Sanji remarqua alors avec stupéfaction ce qui se trouvait derrière la vitrine. C'était en fait un magasin de bijoux de toutes sortes, faits à la main. Totalement comblée par ces objets coquets, Louise les regardait avec convoitise, sans remarquer le regard bleu amusé posé sur elle.

- Ils te plaisent, ces bijoux ? demanda-t-il, son éternel sourire aux lèvres.

- Hein ? sursauta Louise en se retournant. Heu oui, on va dire ça. J'aimais bien la bague blanche, en fait…

Sans plus tarder, le blond jeta un regard sur l'anneau posé sur un coussin de soie bleu roi. La bague était bien blanche, avec un ruban gravé en nacre rose pâle. C'est vrai qu'elle était très jolie. Et, il n'y avait rien à redire sur le fait qu'elle irait parfaitement au doigt de la jeune fille. Sanji en était persuadé.

- Viens !

Il prit prit la petite par la main et l'emmena presque de force dans le magasin, celle-ci disant qu'elle n'en avait pas besoin.

- Tu m'as déjà assez gâté pour la journée, tu ne crois pas ?

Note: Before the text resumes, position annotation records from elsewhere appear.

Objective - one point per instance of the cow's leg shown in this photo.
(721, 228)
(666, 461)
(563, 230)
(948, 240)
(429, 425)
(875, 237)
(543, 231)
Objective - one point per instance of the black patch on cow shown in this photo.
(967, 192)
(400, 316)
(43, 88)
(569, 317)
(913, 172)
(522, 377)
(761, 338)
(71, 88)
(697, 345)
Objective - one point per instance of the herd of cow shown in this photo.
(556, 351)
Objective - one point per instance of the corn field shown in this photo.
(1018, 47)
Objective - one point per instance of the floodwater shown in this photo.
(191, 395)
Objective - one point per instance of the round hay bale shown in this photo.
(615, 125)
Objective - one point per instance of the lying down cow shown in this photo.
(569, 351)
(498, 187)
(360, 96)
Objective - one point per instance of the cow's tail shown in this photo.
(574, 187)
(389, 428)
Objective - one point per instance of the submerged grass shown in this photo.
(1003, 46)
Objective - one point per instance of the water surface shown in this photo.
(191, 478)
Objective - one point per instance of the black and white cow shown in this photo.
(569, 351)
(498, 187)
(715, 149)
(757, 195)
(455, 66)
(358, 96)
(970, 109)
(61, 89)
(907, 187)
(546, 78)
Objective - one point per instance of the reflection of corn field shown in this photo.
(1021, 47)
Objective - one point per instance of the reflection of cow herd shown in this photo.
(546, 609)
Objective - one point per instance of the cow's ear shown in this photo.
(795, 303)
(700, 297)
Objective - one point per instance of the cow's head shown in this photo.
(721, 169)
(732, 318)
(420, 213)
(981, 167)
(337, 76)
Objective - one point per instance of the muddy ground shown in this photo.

- De toute façon, j'aurais fini par te l'acheter dans les prochains jours. Alors, si ce n'est pas aujourd'hui, ce sera pour la prochaine fois. Autant le faire maintenant, tu ne crois pas ?

Louise marmonna quelque chose d'indescriptible et pénétra dans le magasin, collé timidement à son blond, qui était d'ailleurs tout heureux. En franchissant le seuil de la porte, le jeune couple fut accueilli par le personnel du magasin. Une tornade rose se jeta sur eux, en braillant.

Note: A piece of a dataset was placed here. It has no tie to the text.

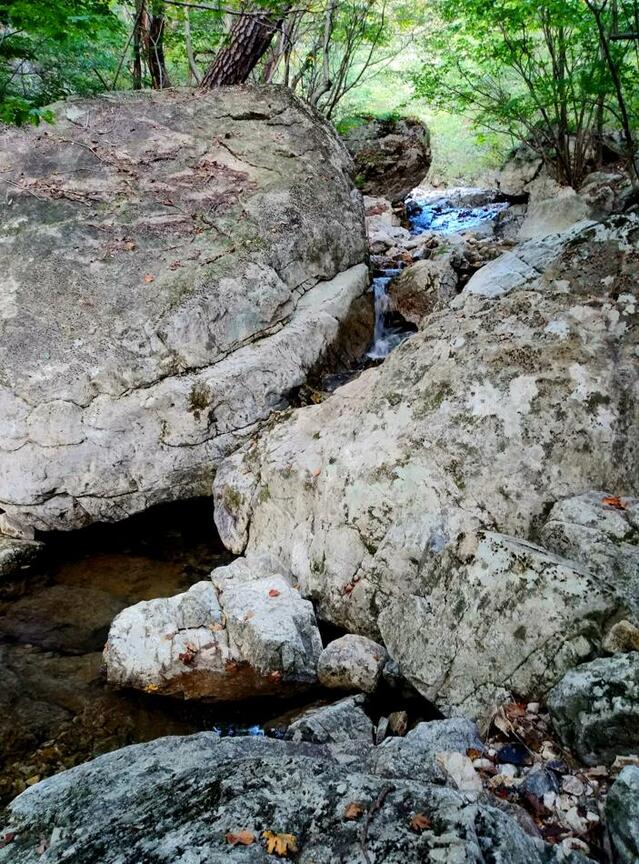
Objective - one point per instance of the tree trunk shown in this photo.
(155, 49)
(138, 41)
(248, 40)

- Bienvenu à Okama Land, chers clients~, dit-il en les accueillant. Je vais m'occuper de vous ! Je suis Bon Clay, mais toi mon mignon, tu peux m'appeler Bon-chan~

Ledit Bon Clay adressa un clin d'œil charmeur à Sanji qui frissonna en marmonnant un faible « Non merci… ». Louise, quant à elle, était totalement sous le charme de cette petite boutique aux allures de guimauves et riait bien devant Sanji, toujours mal à l'aise en présence du vendeur.

- Louise, chuchota-t-il à la petite, je t'en prie, dépêche-toi de choisir. Je ne me sens pas très bien dans ce magasin.

- Ah bon ?

- Oui… Attends, tous ces vendeurs en short et perruques de femmes qui me regardent bizarrement. Oh non, il y en a un qui m'a fait un clin d'œil !

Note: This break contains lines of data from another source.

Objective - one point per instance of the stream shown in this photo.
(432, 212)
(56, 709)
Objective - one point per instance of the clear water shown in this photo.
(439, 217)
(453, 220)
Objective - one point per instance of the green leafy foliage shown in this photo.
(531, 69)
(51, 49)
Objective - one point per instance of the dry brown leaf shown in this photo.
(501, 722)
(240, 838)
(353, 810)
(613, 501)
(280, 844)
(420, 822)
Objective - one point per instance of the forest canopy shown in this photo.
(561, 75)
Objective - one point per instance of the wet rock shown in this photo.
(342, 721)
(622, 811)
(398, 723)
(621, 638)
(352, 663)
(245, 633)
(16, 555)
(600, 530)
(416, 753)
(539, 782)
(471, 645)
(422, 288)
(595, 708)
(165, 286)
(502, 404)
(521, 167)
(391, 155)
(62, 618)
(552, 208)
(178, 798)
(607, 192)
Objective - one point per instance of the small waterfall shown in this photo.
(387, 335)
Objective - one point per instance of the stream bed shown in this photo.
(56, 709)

- Mais non, tout ça c'est dans ta tête ! Tu voulais m'acheter un bijou, oui ou non ?!

Sanji approuva et demanda à voir les tailles d'anneaux pour le doigt de sa belle, qui était d'ailleurs toute excitée. Lui l'était moins, évidemment…

- Eh bien, je crois que c'est celui-ci qui te va le mieux, ma chérie~, fit Bon Clay en exécutant un pas de danse.

- Oui ! Alors qu'en dis-tu Sanji ?

- S-superbe… O-on peut sortir, maintenant ?

- Tch. Rabat joie.

- Je vais vous demander d'aller voir notre patronne qui se trouve à la caisse d'abord, mes mignons~

Après leurs approbations, le vendeur travesti les dirigea devant la caisse, non sans avoir regardé le blond avec insistance. C'est alors que le roi, ou la reine, des travestis de ce monde fit son apparition. Alors que Sanji paniquait, Louise admirait tous ces hommes qui n'avaient pas peur de montrer ce qu'ils étaient vraiment.

- Voilà nos clients adorés, Ivan-sama~

- Bonjour~ En voilà un jolie couple~ Puis-je vous complimenter sur votre choix, mademoiselle : c'est un très beau garçon !

- Arrêter, vous aller me faire rougir !

- Louise, c'est moi qu'il complimente, tu sais ?

- Chut. Tenez, voilà la bague !

- Merci, miss~

Le caissier et patron mis la bague dans un écrin assorti au coussin devant la vitrine et demanda poliment l'argent à son beau client. Alors que Sanji tendait la main pour donner les Berry requit, le travesti à la perruque violette tomba violemment à terre.

- Aah, se plaignait-il, une chute de tension m'assaille… Je vais défaillir…

- Monsieur ! Ou Madame, je ne sais pas, paniqua Louise, ça va ?!

- Votre seigneurie ! Tenez bon !

Alors que tout le personnel se ruait vers le patron qui se mourrait par terre, Sanji regardait ce qu'il se passait d'un air blasé. Louise, quant à elle, cédait totalement à la panique. Quand soudain, le mourant se redressa d'un seul coup.

- OU PAS ! Je vous ai bien eus, n'est-ce pas ?!

- Raah, Ivan-sama, je marche à chaque fois~

- …c'est une blague ?!

- Aah, heureusement que vous allez bien, Mons- Madame ! J'ai eu peur !

- Quelle bonne petite ! Aller, je vous fais un prix, rien que pour ce beau sourire !

- C'est ça. Faite vite, qu'on en finisse…

Après avoir réprimandé Sanji pour le manque de politesse dont il faisait preuve, Louise remercia les vendeuses (oui, ils préfèrent ce terme) et repartie en contemplant le bijou à son doigt, toute heureuse.

- Enfin sorti… souffla Sanji à bout de force.

- Tu aurais pu être un peu plus poli, tout de même !

- Ne me demande pas l'impossible, princesse, je t'en supplie.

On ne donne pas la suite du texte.